One of the hazards of living in a sentient city was that things were constantly moving around on you. It wasn’t quite as bad as they made it seem in the movies where characters went to sleep in one part of the city and woke up somewhere else entirely, but it wasn’t uncommon for blocks to relocate themselves every couple of months. Being a municipal building, the Cleaner’s Office moved more than most. The DFZ loved reshuffling buildings that were entirely hers, so it wasn’t uncommon to have to drive to a different part of town every day just to go to the same place you always did.

Thankfully, the office was still in the same place it had been this morning: taking up the lion’s share of an Underground block a mile west of the big casinos by the river.
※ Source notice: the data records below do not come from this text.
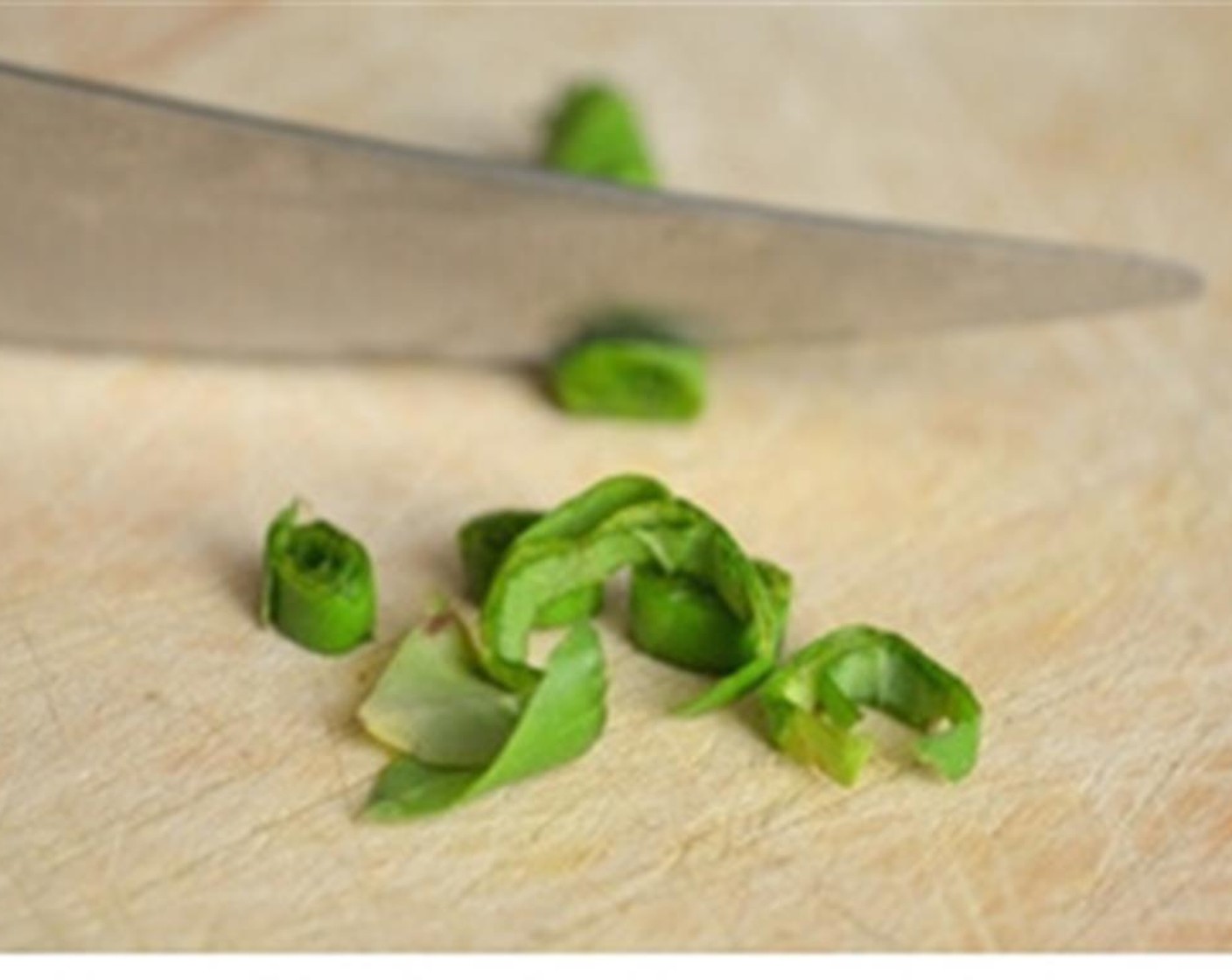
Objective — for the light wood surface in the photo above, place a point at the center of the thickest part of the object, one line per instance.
(1046, 509)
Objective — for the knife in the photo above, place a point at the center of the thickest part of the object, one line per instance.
(136, 220)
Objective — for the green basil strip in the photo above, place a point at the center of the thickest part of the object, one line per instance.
(562, 717)
(434, 702)
(812, 703)
(625, 364)
(483, 542)
(667, 534)
(595, 132)
(318, 587)
(680, 620)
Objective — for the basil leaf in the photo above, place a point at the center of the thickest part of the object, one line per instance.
(812, 703)
(483, 542)
(628, 364)
(318, 587)
(668, 534)
(595, 132)
(432, 702)
(682, 620)
(564, 715)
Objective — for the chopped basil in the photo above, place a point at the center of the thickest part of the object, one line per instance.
(595, 132)
(627, 364)
(485, 540)
(318, 585)
(812, 703)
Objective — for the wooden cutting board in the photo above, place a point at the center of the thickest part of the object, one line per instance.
(1046, 509)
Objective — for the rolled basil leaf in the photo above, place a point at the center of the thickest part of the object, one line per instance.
(559, 718)
(812, 703)
(680, 620)
(318, 587)
(595, 132)
(659, 531)
(483, 542)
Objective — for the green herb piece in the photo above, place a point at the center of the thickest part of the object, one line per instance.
(318, 585)
(559, 719)
(434, 702)
(483, 542)
(595, 132)
(812, 703)
(627, 364)
(682, 621)
(609, 530)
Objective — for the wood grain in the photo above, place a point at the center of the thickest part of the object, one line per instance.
(1047, 509)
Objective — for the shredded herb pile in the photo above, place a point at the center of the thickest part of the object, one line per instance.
(467, 712)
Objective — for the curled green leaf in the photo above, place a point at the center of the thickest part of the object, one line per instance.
(559, 718)
(318, 587)
(627, 364)
(682, 621)
(595, 132)
(812, 703)
(434, 702)
(659, 531)
(485, 540)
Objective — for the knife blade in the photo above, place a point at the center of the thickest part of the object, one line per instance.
(136, 220)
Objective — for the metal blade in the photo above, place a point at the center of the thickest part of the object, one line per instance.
(136, 220)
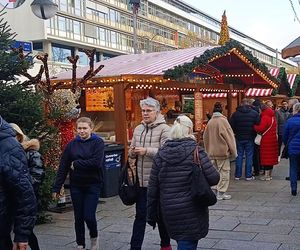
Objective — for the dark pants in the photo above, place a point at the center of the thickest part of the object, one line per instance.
(85, 200)
(247, 147)
(294, 171)
(256, 159)
(33, 242)
(187, 244)
(139, 224)
(279, 144)
(5, 242)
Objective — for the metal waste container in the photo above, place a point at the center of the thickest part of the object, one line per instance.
(112, 165)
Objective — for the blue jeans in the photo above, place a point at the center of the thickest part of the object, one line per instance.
(139, 224)
(187, 244)
(247, 147)
(85, 200)
(294, 169)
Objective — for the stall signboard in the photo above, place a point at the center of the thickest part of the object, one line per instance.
(99, 99)
(198, 110)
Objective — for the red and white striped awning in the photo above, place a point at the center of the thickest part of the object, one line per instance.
(291, 79)
(155, 63)
(258, 92)
(274, 71)
(218, 95)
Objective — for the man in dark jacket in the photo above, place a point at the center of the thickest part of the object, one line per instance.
(282, 114)
(17, 199)
(242, 122)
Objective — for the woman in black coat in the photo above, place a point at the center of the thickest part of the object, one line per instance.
(170, 187)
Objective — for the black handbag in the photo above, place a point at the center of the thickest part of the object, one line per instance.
(285, 152)
(202, 193)
(128, 189)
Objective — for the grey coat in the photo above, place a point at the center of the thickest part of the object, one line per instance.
(150, 136)
(170, 188)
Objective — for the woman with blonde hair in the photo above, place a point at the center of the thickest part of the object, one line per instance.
(170, 186)
(83, 160)
(36, 169)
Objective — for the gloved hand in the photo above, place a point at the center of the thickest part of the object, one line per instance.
(152, 223)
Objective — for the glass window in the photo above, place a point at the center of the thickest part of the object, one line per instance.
(113, 39)
(76, 27)
(62, 23)
(83, 58)
(37, 46)
(78, 7)
(63, 5)
(60, 53)
(112, 15)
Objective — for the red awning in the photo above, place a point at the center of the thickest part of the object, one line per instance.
(291, 79)
(258, 92)
(218, 95)
(274, 72)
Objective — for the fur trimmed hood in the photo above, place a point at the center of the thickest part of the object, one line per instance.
(31, 144)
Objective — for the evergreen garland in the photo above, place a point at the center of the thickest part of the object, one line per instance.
(296, 85)
(187, 68)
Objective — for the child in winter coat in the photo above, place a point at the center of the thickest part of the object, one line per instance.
(36, 169)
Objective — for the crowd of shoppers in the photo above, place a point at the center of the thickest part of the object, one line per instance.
(164, 160)
(82, 159)
(147, 138)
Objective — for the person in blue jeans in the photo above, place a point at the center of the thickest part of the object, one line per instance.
(170, 186)
(291, 138)
(83, 159)
(242, 122)
(147, 138)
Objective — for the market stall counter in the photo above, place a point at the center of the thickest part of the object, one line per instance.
(112, 165)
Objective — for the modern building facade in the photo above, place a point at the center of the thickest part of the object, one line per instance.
(107, 25)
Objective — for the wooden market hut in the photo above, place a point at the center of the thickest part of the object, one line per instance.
(228, 69)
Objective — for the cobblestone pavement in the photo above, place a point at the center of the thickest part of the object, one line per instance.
(260, 215)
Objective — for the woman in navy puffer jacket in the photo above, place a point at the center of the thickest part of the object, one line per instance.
(17, 199)
(291, 136)
(170, 187)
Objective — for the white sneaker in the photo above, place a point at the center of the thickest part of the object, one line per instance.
(223, 196)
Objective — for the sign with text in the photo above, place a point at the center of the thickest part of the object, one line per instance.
(99, 99)
(11, 4)
(27, 46)
(198, 110)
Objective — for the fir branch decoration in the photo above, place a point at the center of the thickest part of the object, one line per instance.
(183, 70)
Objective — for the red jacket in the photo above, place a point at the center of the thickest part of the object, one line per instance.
(269, 142)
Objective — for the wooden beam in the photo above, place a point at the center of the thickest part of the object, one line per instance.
(229, 102)
(120, 116)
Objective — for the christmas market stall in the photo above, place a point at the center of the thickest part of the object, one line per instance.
(184, 78)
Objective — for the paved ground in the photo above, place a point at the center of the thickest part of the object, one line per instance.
(260, 215)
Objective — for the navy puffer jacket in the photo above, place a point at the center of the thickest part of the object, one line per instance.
(242, 122)
(291, 134)
(17, 199)
(170, 186)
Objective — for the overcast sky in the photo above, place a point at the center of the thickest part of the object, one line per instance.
(272, 22)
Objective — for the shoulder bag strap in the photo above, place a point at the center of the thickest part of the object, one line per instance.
(196, 157)
(289, 140)
(269, 127)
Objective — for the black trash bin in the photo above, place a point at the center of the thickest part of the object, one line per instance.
(112, 165)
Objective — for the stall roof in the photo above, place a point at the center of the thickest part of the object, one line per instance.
(140, 64)
(217, 63)
(292, 50)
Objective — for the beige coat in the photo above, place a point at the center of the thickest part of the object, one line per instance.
(150, 136)
(219, 140)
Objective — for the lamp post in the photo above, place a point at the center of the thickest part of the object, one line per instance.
(135, 8)
(44, 9)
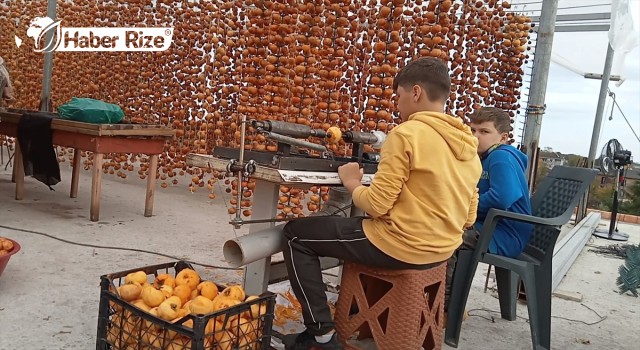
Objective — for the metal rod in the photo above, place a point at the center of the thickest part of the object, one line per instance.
(597, 123)
(296, 142)
(243, 128)
(45, 98)
(539, 81)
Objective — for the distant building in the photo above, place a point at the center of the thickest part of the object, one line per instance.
(550, 158)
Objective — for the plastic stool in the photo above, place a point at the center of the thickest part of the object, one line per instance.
(399, 309)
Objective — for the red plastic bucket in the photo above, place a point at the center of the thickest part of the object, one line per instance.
(4, 260)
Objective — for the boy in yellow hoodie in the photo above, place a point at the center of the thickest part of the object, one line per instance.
(422, 196)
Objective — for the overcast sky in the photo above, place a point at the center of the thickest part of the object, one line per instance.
(571, 99)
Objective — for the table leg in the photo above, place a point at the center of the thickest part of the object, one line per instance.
(256, 274)
(151, 185)
(96, 185)
(75, 173)
(18, 167)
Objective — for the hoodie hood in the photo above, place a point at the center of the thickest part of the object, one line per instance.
(522, 158)
(455, 133)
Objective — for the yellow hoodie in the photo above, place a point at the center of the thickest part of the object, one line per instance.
(424, 192)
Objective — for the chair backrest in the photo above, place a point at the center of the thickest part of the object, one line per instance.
(556, 197)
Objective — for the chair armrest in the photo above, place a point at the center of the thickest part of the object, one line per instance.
(494, 215)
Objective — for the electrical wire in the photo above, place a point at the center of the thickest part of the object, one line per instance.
(492, 319)
(559, 8)
(116, 248)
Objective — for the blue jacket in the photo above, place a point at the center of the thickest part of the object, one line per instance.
(503, 186)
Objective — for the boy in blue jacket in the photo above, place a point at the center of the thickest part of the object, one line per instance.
(502, 186)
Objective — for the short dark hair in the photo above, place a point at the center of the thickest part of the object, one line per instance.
(499, 117)
(429, 72)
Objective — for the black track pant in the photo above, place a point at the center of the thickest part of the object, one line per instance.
(334, 236)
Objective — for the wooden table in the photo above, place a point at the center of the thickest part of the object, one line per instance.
(99, 139)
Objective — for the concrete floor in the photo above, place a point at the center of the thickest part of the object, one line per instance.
(49, 291)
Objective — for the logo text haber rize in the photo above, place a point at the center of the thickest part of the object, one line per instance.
(133, 39)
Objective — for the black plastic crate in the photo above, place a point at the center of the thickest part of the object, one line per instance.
(124, 326)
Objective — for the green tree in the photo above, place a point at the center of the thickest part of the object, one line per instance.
(541, 172)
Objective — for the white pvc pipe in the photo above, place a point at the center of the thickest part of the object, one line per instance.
(253, 247)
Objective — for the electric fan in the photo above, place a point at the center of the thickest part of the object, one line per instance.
(613, 159)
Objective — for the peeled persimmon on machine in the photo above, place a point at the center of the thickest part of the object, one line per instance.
(293, 161)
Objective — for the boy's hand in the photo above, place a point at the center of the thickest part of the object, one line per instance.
(350, 175)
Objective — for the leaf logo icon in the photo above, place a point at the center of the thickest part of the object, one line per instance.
(39, 27)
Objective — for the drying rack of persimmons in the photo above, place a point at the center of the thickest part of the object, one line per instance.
(97, 138)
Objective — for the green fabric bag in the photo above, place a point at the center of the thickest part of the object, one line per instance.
(89, 110)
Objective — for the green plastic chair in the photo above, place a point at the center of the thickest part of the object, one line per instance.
(552, 206)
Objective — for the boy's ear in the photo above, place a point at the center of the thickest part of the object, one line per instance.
(416, 91)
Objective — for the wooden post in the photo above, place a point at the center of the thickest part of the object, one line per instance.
(151, 185)
(75, 173)
(96, 185)
(18, 165)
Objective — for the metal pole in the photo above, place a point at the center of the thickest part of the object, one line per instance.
(597, 124)
(45, 98)
(535, 108)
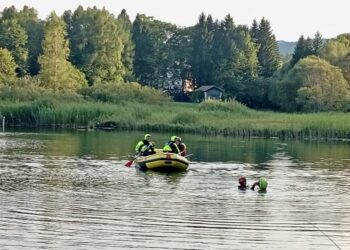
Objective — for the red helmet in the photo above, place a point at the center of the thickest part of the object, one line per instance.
(242, 181)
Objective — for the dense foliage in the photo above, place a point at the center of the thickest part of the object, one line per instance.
(94, 54)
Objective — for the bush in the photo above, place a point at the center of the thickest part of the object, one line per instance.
(230, 106)
(119, 93)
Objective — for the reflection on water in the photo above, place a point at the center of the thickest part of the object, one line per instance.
(71, 190)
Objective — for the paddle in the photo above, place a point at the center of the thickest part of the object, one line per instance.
(129, 163)
(188, 155)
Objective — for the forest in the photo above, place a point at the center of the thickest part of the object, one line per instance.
(91, 54)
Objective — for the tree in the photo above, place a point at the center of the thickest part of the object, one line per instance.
(96, 45)
(28, 19)
(57, 73)
(7, 67)
(128, 52)
(268, 54)
(312, 85)
(152, 61)
(337, 52)
(317, 43)
(14, 38)
(202, 64)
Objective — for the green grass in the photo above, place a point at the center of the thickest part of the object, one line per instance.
(211, 118)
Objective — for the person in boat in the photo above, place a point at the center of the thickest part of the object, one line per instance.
(242, 183)
(145, 147)
(261, 183)
(182, 147)
(172, 145)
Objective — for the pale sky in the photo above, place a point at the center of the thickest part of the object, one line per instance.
(289, 18)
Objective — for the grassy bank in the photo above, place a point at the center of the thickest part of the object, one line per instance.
(211, 118)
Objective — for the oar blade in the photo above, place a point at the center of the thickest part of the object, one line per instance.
(128, 164)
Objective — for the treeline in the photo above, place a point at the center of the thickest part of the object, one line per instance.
(85, 50)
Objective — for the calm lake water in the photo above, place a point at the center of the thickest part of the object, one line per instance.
(71, 190)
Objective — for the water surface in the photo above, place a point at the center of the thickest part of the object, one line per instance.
(71, 190)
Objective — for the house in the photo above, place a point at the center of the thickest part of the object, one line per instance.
(209, 92)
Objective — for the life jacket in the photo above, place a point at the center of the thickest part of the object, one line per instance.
(171, 146)
(142, 145)
(182, 148)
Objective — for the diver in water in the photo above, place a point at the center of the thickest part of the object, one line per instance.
(261, 183)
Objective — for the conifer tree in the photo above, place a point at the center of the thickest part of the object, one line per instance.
(7, 66)
(57, 73)
(96, 45)
(128, 52)
(268, 54)
(14, 38)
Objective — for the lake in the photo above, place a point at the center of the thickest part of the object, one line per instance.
(71, 190)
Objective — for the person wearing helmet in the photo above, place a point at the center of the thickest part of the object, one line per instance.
(172, 145)
(182, 147)
(145, 146)
(242, 181)
(261, 183)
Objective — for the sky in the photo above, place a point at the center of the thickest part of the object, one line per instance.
(289, 19)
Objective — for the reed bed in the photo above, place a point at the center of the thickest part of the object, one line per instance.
(210, 118)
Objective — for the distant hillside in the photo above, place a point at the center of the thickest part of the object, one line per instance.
(286, 48)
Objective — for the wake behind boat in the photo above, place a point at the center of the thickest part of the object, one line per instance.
(162, 161)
The building was actually an old elementary school, one of those indestructible brick monsters from the 1950s that had survived two magical apocalypses. I had no idea why the DFZ had chosen something so old to be one of her personal buildings. She was relentlessly modern in everything else: demanding that all civic business be conducted online via smartphone and rebuilding Town Hall every six months so that it was always on the cutting edge of architecture. Whatever the reason, though, I liked it. The old school had a gravitas that the rest of the eternally moving city did not. I also found the fact that it still had all of its original fixtures hilarious. You have not lived until you’ve watched a tricked-out chromehead with leg extenders trying to drink from a water fountain built for kindergarteners. Of course, this also meant I had to put up with tiny toilets, but still: totally worth it.